L’électricité, nerf de la campagne
Que reste-t-il donc des ambitions de début de mandat ? À en juger par le traitement du sujet environnemental par le président de la République tout au long du premier tour de la campagne présidentielle, pas grand chose. Tout au plus, Emmanuel Macron s’est attaché à concentrer ses propos sur la question énergétique, certes cruciale mais loin d’être exhaustive.

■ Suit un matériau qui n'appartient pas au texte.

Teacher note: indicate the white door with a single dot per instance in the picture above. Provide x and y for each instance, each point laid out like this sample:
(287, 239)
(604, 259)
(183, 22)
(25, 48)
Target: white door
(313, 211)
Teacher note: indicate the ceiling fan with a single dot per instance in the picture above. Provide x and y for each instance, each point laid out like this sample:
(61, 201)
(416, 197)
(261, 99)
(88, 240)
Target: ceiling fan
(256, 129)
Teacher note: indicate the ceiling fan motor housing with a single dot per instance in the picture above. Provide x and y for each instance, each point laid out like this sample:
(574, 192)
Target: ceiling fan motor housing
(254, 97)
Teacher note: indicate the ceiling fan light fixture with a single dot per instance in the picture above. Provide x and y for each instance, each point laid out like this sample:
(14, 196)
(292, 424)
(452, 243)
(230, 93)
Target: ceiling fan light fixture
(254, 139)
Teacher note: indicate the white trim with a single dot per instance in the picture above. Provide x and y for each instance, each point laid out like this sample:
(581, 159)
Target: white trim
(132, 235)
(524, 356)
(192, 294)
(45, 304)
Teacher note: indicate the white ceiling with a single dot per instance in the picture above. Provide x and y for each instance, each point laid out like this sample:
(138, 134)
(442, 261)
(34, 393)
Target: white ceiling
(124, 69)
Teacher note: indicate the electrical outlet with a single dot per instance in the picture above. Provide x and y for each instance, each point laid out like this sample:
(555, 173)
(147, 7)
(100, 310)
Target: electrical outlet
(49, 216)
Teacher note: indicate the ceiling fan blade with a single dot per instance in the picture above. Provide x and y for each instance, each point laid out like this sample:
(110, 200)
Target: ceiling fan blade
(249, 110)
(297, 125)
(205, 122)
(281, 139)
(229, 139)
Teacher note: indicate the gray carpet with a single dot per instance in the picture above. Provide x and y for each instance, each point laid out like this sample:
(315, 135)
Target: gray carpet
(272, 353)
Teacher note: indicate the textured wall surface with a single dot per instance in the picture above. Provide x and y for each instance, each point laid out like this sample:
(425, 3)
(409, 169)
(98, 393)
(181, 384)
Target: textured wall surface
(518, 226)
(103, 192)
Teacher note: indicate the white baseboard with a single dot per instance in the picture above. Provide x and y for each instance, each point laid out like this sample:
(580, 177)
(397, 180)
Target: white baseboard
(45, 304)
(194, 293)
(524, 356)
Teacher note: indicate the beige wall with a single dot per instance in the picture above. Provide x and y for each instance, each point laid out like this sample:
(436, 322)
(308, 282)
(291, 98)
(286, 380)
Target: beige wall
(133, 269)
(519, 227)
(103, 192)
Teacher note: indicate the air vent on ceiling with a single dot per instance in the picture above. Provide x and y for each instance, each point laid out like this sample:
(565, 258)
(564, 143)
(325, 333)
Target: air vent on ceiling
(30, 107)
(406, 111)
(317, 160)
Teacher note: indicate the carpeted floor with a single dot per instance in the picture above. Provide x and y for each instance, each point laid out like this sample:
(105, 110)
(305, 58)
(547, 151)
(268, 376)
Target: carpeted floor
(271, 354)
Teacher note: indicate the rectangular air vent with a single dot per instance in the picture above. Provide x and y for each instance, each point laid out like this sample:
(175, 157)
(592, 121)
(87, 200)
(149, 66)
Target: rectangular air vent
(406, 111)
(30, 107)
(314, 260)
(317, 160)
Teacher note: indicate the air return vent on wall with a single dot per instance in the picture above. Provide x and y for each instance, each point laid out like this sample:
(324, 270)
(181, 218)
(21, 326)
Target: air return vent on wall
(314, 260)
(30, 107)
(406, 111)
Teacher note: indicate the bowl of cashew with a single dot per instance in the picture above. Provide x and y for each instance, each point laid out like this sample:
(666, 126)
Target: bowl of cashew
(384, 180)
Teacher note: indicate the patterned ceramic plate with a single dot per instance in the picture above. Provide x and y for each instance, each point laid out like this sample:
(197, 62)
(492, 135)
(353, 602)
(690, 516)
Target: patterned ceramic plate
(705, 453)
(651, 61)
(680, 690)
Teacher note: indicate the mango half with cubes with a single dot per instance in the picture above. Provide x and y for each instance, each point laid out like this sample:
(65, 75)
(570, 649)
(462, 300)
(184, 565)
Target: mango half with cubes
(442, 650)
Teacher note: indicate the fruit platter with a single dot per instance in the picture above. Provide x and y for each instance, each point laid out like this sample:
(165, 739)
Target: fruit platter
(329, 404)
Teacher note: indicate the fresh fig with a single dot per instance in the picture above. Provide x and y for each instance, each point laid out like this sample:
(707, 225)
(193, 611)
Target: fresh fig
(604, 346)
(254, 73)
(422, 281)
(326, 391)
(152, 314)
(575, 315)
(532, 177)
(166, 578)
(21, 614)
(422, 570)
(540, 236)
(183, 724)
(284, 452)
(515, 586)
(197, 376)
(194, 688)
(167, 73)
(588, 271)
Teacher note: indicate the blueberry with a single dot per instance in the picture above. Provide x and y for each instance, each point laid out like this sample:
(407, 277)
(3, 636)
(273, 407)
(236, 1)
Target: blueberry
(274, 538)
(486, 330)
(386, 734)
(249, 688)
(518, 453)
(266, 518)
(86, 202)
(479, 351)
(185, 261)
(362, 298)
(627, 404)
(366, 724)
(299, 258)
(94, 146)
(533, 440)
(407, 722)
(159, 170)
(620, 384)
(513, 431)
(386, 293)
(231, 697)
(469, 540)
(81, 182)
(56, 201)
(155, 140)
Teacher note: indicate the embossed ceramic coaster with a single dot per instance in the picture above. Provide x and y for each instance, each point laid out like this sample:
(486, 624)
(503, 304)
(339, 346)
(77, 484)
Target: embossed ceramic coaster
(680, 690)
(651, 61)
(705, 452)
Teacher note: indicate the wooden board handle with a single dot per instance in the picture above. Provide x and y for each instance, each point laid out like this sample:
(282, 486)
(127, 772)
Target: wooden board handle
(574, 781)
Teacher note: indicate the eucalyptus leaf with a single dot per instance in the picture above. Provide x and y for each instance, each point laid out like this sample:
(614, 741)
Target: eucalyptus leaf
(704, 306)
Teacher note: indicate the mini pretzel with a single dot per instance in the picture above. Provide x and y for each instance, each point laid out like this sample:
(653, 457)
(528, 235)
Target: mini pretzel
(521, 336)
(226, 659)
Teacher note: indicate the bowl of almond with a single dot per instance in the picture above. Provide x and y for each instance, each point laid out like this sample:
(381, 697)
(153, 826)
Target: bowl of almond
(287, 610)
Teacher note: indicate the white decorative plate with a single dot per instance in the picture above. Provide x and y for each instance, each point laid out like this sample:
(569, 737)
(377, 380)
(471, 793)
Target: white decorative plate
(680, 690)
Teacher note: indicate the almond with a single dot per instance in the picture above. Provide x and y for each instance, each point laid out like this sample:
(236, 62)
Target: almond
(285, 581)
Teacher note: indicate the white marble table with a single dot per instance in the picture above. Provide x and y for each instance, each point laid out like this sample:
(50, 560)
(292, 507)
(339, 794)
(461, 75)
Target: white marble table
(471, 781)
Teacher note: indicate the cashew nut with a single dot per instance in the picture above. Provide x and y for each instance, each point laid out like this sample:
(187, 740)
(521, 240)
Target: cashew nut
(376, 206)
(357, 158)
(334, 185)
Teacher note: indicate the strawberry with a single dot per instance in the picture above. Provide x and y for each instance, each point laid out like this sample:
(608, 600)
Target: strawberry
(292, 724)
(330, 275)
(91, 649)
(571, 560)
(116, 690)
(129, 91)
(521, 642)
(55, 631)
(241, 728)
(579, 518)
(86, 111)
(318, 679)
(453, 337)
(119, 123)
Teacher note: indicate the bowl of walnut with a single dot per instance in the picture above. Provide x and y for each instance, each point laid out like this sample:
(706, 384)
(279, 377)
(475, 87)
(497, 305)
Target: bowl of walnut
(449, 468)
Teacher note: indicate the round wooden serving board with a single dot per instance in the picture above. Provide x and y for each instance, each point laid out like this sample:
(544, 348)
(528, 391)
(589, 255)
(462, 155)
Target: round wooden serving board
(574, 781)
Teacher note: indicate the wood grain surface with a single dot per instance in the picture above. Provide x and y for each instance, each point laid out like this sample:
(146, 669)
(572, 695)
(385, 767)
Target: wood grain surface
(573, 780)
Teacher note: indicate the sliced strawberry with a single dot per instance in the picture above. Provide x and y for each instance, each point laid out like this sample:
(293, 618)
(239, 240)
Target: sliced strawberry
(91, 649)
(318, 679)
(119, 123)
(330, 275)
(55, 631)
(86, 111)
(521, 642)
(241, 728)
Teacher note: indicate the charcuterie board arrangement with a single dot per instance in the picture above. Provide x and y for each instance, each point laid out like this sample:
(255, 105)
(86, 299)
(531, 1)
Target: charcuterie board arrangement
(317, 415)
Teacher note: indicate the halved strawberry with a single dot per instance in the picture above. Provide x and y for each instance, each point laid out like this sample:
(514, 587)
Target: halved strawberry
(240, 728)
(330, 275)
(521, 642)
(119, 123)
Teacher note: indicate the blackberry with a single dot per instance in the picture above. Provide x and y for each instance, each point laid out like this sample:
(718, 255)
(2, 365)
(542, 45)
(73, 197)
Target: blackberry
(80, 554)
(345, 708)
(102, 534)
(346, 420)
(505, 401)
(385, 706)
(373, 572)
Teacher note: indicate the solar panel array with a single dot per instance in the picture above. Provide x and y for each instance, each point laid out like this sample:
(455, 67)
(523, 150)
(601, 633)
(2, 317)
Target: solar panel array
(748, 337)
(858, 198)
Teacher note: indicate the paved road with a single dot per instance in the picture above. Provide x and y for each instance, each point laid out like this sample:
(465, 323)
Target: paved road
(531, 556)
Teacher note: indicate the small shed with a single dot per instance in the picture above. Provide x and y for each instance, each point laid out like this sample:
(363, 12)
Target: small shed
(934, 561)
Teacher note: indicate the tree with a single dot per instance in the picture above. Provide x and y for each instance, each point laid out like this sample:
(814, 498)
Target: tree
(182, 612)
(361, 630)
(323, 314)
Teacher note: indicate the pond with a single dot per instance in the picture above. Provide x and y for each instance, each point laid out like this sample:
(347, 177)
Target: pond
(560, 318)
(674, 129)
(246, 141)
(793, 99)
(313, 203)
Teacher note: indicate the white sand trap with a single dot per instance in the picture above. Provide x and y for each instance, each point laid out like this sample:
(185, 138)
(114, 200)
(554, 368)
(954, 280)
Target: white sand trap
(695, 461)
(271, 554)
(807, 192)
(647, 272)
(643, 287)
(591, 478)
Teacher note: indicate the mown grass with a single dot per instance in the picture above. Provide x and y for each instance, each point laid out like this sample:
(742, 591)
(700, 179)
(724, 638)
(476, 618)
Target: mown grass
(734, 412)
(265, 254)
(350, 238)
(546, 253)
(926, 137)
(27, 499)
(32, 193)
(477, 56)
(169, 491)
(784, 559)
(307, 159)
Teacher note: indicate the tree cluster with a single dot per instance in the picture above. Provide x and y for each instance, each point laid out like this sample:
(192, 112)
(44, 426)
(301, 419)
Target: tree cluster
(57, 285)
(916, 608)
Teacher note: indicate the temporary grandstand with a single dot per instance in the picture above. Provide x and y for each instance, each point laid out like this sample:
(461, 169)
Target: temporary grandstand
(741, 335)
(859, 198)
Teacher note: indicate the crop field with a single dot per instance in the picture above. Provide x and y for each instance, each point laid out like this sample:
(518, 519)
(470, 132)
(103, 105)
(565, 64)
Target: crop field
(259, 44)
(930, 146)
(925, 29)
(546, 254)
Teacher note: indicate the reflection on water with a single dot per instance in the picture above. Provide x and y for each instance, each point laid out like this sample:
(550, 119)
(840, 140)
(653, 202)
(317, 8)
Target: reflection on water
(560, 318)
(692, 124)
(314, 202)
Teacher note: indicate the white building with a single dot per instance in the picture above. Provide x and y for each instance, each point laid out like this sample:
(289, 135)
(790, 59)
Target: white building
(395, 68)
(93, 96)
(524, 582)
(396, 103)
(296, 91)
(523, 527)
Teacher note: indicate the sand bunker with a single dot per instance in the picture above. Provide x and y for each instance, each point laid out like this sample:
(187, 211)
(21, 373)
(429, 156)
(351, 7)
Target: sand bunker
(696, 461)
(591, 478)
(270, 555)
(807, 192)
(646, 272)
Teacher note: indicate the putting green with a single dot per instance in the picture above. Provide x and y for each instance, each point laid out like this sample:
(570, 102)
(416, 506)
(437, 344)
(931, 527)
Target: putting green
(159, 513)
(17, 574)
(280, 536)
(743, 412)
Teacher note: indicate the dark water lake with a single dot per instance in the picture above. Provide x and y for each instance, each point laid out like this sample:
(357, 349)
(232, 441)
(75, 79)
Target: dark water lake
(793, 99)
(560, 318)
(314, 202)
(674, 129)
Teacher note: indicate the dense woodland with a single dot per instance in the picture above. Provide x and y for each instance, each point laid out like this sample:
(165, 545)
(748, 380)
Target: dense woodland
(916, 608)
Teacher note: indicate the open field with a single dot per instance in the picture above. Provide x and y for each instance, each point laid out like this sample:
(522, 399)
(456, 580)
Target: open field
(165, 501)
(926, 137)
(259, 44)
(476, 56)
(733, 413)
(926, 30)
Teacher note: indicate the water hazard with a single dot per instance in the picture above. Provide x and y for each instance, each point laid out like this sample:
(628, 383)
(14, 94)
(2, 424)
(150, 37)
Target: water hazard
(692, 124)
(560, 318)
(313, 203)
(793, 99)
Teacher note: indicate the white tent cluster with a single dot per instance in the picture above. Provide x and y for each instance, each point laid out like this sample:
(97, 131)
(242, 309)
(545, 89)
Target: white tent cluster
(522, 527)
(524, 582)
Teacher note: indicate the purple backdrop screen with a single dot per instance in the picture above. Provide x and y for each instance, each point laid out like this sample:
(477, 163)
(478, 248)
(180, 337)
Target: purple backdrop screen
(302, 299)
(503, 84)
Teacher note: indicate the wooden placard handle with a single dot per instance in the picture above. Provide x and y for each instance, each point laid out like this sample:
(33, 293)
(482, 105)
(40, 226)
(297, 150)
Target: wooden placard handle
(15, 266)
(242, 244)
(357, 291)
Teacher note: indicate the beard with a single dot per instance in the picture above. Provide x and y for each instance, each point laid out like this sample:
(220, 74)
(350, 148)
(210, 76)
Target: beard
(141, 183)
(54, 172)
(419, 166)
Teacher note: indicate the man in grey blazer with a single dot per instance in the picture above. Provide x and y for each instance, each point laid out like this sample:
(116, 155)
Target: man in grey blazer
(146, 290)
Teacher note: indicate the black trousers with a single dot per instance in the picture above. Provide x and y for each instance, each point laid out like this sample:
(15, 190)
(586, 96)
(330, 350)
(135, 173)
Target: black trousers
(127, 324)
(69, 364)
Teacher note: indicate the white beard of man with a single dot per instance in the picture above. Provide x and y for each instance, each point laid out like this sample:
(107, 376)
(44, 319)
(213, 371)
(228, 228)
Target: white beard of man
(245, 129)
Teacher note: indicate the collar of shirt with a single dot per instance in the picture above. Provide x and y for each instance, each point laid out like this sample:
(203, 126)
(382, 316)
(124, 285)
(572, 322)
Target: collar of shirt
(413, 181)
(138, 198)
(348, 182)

À ce titre, et pour comprendre en détail les velléités du candidat, il importe de se référer au "discours de Belfort", prononcé au mois de février 2022, au cours duquel il annonçait vouloir construire un total de 6 nouveaux EPR deuxième génération d’ici à 2035 et étudier la construction de 8 autres avant 2050. Ambitieuse, cette "renaissance" du nucléaire civil coûterait, selon l’opération de chiffrage des programmes menée par l’Institut Montaigne, quelque 2 milliards d’euros par an d’ici à 2050.
En outre, le projet du président de la République fait la part belle à l’éolien en mer, avec la construction de 50 parcs d’ici à 2050, et au solaire, dont la puissance devrait être multipliée par dix à la même date. Cela pourrait ne pas suffire, et ces objectifs apparaissent du reste présomptueux au regard du retard pris par la France en matière de développement des énergies renouvelables : en 2020, la France était le seul pays de l’Union européenne (UE) à avoir manqué son objectif, certes ambitieux, de déploiement de ces énergies. Dans le programme du candidat, l’éolien terrestre est, quant à lui, sacrifié sur l’autel de l’acceptabilité sociale, et ce en dépit de son intérêt économique et environnemental. Le projet énergétique présenté par le candidat Macron reste globalement cohérent avec les scénarios formulés par le gestionnaire RTE. Pourtant, il comporte un point faible de taille : l’absence presque totale de référence faite au concept de sobriété. Le président de la République est, depuis longtemps, farouchement opposé à cette idée, qu’il a déjà apparenté de façon trompeuse à un idéal de "société Amish" par le passé. Depuis plusieurs mois, ce concept est d’ailleurs dévoyé et politisé, les candidats à droite de l’échiquier politique préférant le bouder au profit de références aux ruptures technologiques à venir. Reste que le dernier rapport du GIEC invoque l’absolue nécessité d’actionner ce levier clé si nous souhaitons atteindre nos objectifs de réduction rapide des émissions de GES. Emmanuel Macron semble l’avoir compris tardivement à en juger par son discours prononcé à Marseille le samedi 16 avril. En tout cas, il y a tout intérêt s’il souhaite séduire l’électorat jeune, pour qui la question environnementale importe énormément et qui a largement plébiscité la candidature de Jean-Luc Mélenchon la semaine passée.